L’agent ne peut agir que pour le compte d’une seule partie au contrat (L.222-17 CDS). Cela signifie qu’il ne peut intervenir simultanément pour la conclusion d’un contrat de travail au profit du joueur et du club ou pour le compte de deux clubs dans le cadre d’un transfert. Il doit fournir ses meilleurs conseils à la personne qu’il représente.

Au-delà de l’intermédiation dans le cadre de la conclusion d’un contrat de travail, l’agent a également la faculté d’aider au développement de la carrière de sportifs au sens global, mais également à l’échelle de sa vie privée, par des services de conciergerie par exemple, bien distincts de l’activité de placement.

Quoi qu’il en soit, la relation entre le donneur d’ordre et l’agent est subordonné à une convention particulière dont les contours juridiques ne sont pas encore bien déterminés.
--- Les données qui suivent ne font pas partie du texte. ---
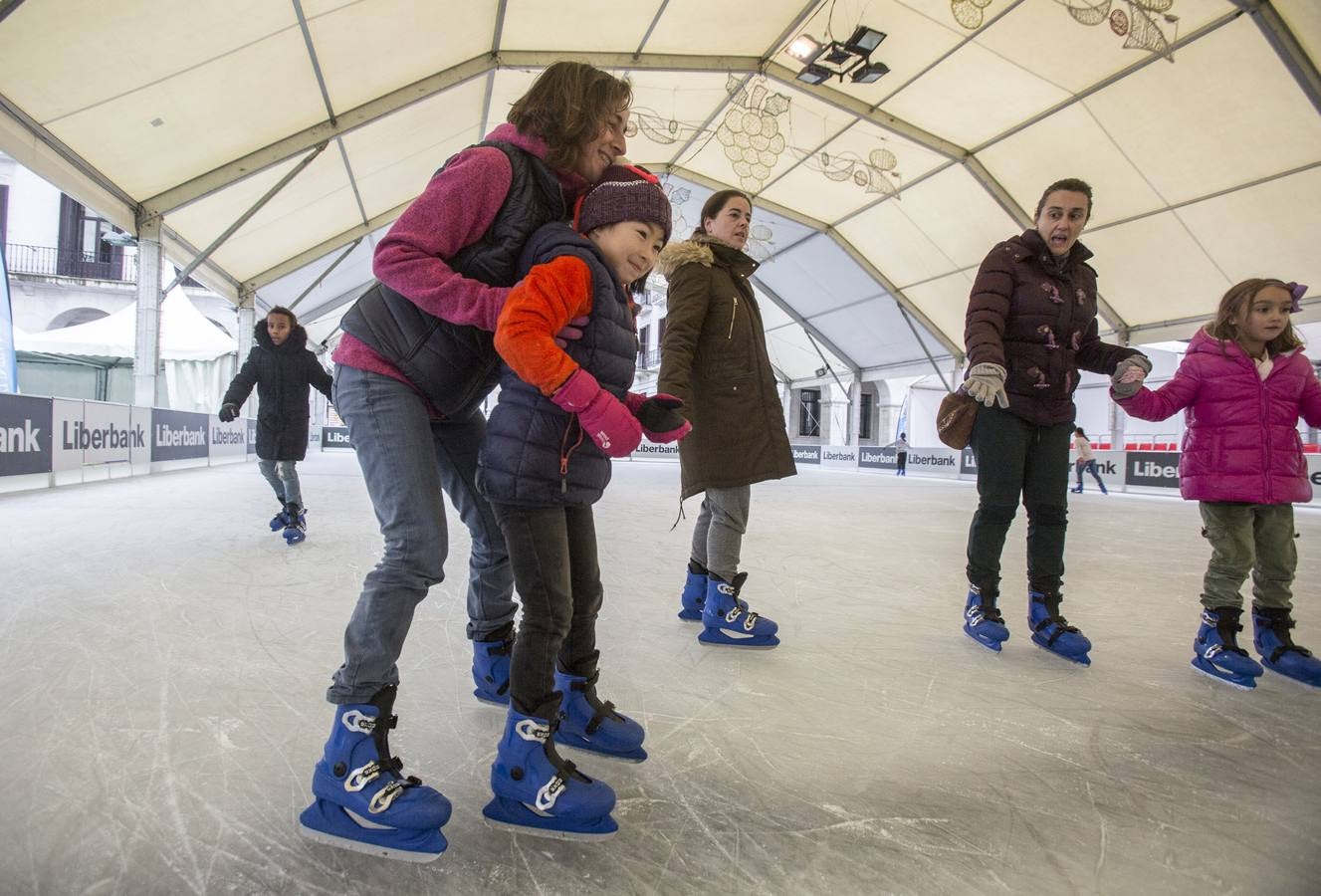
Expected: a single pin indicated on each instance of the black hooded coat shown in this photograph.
(282, 375)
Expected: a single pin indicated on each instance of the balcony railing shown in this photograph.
(49, 261)
(649, 359)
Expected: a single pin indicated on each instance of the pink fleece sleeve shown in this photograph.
(1309, 406)
(453, 212)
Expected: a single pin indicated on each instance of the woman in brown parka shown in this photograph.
(1030, 327)
(714, 357)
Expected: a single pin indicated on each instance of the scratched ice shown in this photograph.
(165, 660)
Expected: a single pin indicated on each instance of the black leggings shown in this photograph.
(1018, 459)
(552, 552)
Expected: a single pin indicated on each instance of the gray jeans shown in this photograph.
(718, 538)
(283, 476)
(1244, 538)
(408, 461)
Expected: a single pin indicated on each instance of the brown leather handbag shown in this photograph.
(954, 420)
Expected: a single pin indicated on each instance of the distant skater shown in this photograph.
(283, 369)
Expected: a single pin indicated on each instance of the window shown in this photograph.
(82, 251)
(808, 412)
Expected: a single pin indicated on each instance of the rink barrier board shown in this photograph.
(52, 442)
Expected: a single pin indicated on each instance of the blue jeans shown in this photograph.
(407, 460)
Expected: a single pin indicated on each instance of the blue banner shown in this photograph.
(8, 358)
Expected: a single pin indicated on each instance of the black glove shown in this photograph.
(658, 414)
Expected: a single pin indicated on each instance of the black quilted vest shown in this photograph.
(456, 366)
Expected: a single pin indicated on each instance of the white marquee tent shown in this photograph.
(198, 358)
(1196, 120)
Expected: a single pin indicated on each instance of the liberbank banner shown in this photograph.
(94, 434)
(178, 435)
(24, 435)
(921, 461)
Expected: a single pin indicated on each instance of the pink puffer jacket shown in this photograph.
(1242, 440)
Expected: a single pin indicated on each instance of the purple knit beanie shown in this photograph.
(624, 193)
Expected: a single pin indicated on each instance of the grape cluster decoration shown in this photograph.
(751, 131)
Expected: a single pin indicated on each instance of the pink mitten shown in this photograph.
(604, 418)
(659, 416)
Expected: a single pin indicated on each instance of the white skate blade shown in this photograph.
(1223, 681)
(1291, 678)
(593, 754)
(545, 832)
(366, 848)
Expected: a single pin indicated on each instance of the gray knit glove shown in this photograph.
(986, 383)
(1128, 375)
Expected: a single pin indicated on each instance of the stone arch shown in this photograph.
(76, 316)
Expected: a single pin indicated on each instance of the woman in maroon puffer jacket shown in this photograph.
(1030, 327)
(1244, 383)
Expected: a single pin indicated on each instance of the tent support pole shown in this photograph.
(146, 335)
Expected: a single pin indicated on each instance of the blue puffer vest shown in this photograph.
(537, 455)
(456, 366)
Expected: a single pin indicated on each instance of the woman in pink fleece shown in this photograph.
(416, 361)
(1243, 382)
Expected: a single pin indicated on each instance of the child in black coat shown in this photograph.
(283, 369)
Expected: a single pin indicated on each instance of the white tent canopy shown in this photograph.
(1196, 121)
(186, 335)
(198, 359)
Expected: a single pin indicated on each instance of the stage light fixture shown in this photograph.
(839, 59)
(814, 75)
(804, 48)
(864, 40)
(869, 73)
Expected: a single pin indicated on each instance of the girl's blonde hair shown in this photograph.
(1234, 307)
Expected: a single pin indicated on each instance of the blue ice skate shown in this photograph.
(586, 723)
(1215, 649)
(1272, 640)
(490, 669)
(1051, 632)
(279, 521)
(360, 799)
(727, 620)
(982, 621)
(541, 793)
(296, 524)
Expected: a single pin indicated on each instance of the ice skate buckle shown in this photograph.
(550, 791)
(360, 778)
(386, 795)
(358, 722)
(530, 730)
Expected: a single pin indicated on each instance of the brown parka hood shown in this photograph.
(702, 249)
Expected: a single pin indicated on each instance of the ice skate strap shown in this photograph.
(1061, 626)
(564, 770)
(602, 711)
(1280, 629)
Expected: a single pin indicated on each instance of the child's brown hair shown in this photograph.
(1234, 308)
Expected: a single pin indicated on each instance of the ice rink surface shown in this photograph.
(165, 660)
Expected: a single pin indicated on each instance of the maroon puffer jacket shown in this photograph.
(1242, 440)
(1038, 324)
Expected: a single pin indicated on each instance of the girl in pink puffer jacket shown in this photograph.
(1244, 382)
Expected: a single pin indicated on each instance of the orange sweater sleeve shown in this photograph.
(538, 308)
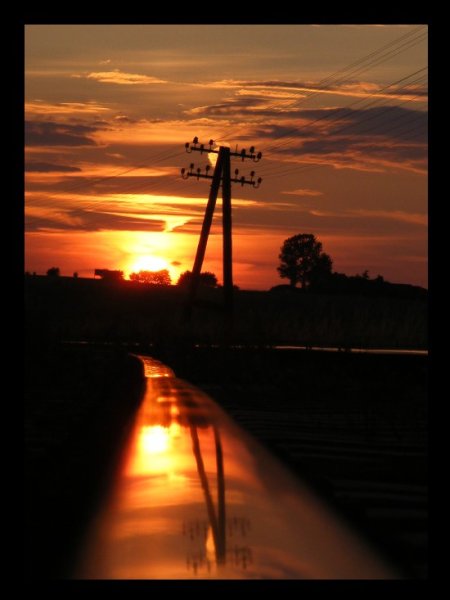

II – La nature hybride du contrat

La nature contractuelle des missions de l’agent sportif va dépendre du champ d’action qui lui sera conféré au regard de la convention d’agent conclue avec un club ou un joueur.

Lorsque l’agent réalise une mission exclusive d’intermédiation au sens de l’article L.222-7 du Code du sport, force est de constater que la convention prend la forme d’un contrat de courtage, faisant de l’agent un acteur « rapprocheur » des parties en vue de la conclusion d’un contrat de travail. Le courtage s’illustre réellement comme cette faculté de mettre en rapport des parties.

Au contraire, lorsque le contrat confèrera en outre à l’agent des missions de représentation, tel que la signature d’un acte au nom et pour le compte du sportif (chose rare), encaissement d’une somme, négociation d’un contrat de sponsoring, etc., ou des missions de négociations ponctuelles tel qu’une indemnité de transfert par exemple, la convention sera assimilable à un mandat.

C’est pourquoi parfois la qualification est vaste en matière de convention d’agent sportif, et la pratique, notamment jurisprudentielle, a plusieurs fois rappelé que la distinction n’est pas spécifiquement évidente. Les effets découlant de la qualification, notamment la rupture, seront substantiellement différents qu’il s’agisse, selon les juges, d’un contrat de courtage ou de mandat.

Agissant en tant que courtier, l’agent est redevable de ses engagements pris à l’égard des tiers contrairement au mandat où il est déchargé, en principe de toute obligation, et peut également voir sa responsabilité engagée lorsque les agissements dolosifs ou fautifs sont constatés à l’occasion du contrat. Par exemple : un agent qui oublie de répondre à une prise de contact d’un club intéressé et/ou qu’il oublie de tenir le joueur au courant de la situation peut effectivement voir sa responsabilité engagée dans quelques hypothèses. La jurisprudence a néanmoins considéré que l’agent sportif ne peut être responsable du niveau sportif du joueur ni des mauvaises relations pouvant se développer entre les parties, compte tenu du caractère aléatoire de recrutement d’un joueur (CA Nancy, 2ème ch., sect. com., 1er juin 2011).

En tant que mandataire, la convention peut être qualifiée de mandat simple lorsque n’est pas prévues de modalités d’irrévocabilité et/ou d’exclusivité au bénéfice de l’agent. Le mandat simple va pouvoir être, en principe, résilié ad nutum, soit sans motif particulier. Au contraire, lorsque le mandat revêt un caractère présentant les caractéristique d’un intérêt commun entre l’agent et le sportif, notamment lorsque le mandat octroi une volonté commune de développer la carrière du second et sur le long terme. Cette faculté n’est pas supposée car le mandat n’est pas d’intérêt commun par nature. L’agent doit en outre expliquer expressément et de manière non équivoque en quoi le mandat est d’intérêt commun, d’autant plus que ce type de mandat n’est pas résiliable sans cause sérieuse et justifiée.

Les mentions du contrat en question doivent être suffisamment précises pour qualifier la relation des acteurs, notamment pour éviter des conséquences indésirables liées à la rupture.

III – Les mentions obligatoires

Pour être valable, au regard de l’article L.222-17 du Code du sport, la convention doit mentionner obligatoirement :

Ce contrat doit obligatoirement être formalisé par un écrit. La Cour de cassation a récemment admis la validité d’un échange de mail, à partir du moment où est apposée une signature électronique et les acteurs aisément identifiables (Cass. 1ère civ., 7 octobre 2020). Le défaut de mention obligatoire entraînera la nullité du contrat litigieux, et cela a souvent fait l’objet de décisions de la part de la jurisprudence.

IV – Conclusion

Par conséquent, la convention d’agent n’a pas de nature spécifique si ce n’est que cette dernière dépend réellement de la nature des missions conférées. Selon ces missions, les effets liés à cette qualification seront différents et amèneront des conséquences différentes. Malgré la volonté du législateur de vouloir encadrer la profession d’agent sportif, force est de constater que la réalité de la pratique fait l’objet d’une conception floue en matière relationnelle entre un agent et un acteur du sport l’ayant missionné.